Midlife is full of change. Families shift with parents aging and kids growing, eventually leaving the nest. Careers build and transition. Relationships ebb and flow. And that’s just the external atmosphere. Internally, hormones can wreak havoc on our bodies and minds. It’s called a second adolescence for good reason.
Estrogen, insulin, cortisol, leptin and ghrelin are 5 of the hormones that contribute to the insidious expansion of our middles during midlife. The following sections detail the “how” of each hormone and give you steps to take to beat them at their own game.
Starting in peri-menopause (5-10 years prior to menopause), the female sex hormones, progesterone and estrogen, which used to work in perfect harmony, start to dwindle and disengage from each other leading to relative excesses and insufficiencies.
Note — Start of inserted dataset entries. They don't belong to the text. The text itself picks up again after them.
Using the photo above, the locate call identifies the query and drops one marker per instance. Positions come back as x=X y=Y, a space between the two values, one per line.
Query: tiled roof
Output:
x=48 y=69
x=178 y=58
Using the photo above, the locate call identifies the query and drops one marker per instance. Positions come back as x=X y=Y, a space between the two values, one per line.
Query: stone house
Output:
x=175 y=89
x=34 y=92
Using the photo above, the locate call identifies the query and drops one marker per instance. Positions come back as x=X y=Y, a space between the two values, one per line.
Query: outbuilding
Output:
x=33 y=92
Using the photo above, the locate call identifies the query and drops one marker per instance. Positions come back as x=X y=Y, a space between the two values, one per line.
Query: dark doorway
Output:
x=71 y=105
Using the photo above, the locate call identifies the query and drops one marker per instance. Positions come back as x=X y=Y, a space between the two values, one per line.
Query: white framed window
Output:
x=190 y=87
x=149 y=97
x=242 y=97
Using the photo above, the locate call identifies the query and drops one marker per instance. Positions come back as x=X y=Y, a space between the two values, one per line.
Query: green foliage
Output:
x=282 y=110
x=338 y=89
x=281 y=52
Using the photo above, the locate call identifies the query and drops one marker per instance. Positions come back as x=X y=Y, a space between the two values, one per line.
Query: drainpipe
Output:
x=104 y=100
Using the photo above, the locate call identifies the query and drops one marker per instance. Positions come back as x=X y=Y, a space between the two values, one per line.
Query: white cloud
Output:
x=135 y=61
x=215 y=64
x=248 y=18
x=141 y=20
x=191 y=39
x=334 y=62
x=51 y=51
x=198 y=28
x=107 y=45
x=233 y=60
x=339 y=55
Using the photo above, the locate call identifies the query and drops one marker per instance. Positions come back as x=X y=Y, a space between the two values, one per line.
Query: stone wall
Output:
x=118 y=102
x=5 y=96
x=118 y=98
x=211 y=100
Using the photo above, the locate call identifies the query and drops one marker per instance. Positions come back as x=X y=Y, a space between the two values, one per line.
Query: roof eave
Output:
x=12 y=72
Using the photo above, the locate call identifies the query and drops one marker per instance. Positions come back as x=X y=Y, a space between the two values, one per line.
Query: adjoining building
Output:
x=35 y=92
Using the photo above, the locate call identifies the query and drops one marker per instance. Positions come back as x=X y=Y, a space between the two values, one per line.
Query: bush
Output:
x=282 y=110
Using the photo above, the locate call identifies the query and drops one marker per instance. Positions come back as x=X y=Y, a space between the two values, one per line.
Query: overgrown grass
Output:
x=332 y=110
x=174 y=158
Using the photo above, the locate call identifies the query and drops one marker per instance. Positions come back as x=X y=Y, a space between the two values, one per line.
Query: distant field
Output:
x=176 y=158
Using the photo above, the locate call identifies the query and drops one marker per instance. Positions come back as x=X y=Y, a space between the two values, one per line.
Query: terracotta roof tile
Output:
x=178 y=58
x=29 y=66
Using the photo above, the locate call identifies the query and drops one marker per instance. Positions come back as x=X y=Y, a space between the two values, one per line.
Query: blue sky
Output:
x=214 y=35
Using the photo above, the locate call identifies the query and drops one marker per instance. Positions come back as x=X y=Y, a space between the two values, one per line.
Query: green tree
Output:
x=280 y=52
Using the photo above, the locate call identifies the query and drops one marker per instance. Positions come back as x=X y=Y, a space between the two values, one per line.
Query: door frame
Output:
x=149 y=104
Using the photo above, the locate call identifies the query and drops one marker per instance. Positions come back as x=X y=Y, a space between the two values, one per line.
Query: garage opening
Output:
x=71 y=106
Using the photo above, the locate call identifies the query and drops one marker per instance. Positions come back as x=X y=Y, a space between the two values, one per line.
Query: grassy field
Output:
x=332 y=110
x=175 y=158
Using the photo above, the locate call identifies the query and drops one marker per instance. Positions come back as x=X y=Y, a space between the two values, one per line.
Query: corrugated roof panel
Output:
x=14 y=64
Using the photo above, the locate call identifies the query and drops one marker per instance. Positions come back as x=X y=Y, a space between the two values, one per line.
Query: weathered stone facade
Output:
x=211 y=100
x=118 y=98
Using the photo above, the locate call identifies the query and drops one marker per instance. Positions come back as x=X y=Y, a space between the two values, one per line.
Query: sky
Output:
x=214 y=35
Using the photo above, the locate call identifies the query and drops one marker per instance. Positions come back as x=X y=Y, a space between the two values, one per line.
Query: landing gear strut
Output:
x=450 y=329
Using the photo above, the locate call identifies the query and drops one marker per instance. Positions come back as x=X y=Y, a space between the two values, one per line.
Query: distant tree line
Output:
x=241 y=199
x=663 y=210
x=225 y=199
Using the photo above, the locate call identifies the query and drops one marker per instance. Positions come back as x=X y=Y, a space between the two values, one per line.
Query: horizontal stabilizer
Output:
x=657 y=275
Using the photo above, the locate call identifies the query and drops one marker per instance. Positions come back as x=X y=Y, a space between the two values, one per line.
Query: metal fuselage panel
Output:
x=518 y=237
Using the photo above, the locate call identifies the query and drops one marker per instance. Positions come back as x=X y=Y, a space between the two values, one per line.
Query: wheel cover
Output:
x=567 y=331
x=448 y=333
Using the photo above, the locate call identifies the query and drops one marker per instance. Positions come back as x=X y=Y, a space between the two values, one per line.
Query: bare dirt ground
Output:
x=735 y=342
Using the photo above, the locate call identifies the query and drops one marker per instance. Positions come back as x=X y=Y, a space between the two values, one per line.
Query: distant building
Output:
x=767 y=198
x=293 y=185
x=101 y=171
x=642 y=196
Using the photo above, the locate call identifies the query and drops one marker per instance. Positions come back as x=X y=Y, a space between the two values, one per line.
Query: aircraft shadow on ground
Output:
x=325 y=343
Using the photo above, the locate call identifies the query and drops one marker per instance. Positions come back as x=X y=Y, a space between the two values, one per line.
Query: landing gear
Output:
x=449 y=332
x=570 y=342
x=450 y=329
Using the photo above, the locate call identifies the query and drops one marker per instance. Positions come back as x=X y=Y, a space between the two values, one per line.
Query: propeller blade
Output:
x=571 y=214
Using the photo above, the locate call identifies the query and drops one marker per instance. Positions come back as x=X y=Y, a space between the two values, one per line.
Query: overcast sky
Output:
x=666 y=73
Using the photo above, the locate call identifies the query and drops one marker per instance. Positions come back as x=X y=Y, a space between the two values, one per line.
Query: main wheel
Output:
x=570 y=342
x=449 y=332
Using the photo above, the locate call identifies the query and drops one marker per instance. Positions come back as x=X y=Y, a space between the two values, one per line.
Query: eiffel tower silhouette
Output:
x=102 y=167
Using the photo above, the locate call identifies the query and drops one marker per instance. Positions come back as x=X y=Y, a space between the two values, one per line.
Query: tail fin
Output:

Estrogen excesses (relative to progesterone levels) can be responsible for, among other things, irregular periods (especially excessive vaginal bleeding), bloating, and mood swings (bouts of depression).
A hallmark of menopause (besides the defining: no period for 12 months) is estrogen decline. And that’s the main cause of many potential symptoms menopausal women face including hot flashes, night sweats, vaginal dryness, mood swings, mental fuzziness and changes in libido.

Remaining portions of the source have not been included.